Please welcome guest contributor, Lee Flynn, as he shares and dispels myths about adoptive parents.
For both biological parents and adoptive parents, the process of adoption is quite emotional and overwhelming. There is a lot of data when it comes to length of the adoptive process, resources available to birth mothers, and the total cost of adoption. Listed below are eight of the most common myths about adoptive parents.
Myth #1 – Adoptive Parents cannot love children in the same manner as biological parents
Good parenting is basically a matter of unconditional acceptance, love and consistent nurturing placing children’s needs before everything else. Adoptive parents have the ability to love their children as much as any biological parent. Since it is possible for biological parents to meet adoptive parents and families, birth parents can always witness for themselves how much adoptive parents love their child.

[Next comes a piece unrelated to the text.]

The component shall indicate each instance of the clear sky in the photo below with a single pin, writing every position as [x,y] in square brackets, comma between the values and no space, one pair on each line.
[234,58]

Myth #2 – Adoptive parents think biological parents who give up their children do not take responsibility for their actions
Biological parents may think parenting is:
- the most responsible course of action or
- the consequence of an undesired as well as unplanned pregnancy
These assumptions are all wrong. If biological parents are unsure of their readiness to parent, mostly because of age, a responsible parent:
- explores the infant adoption option for young moms
- and all other available avenues concerning an adoption plan.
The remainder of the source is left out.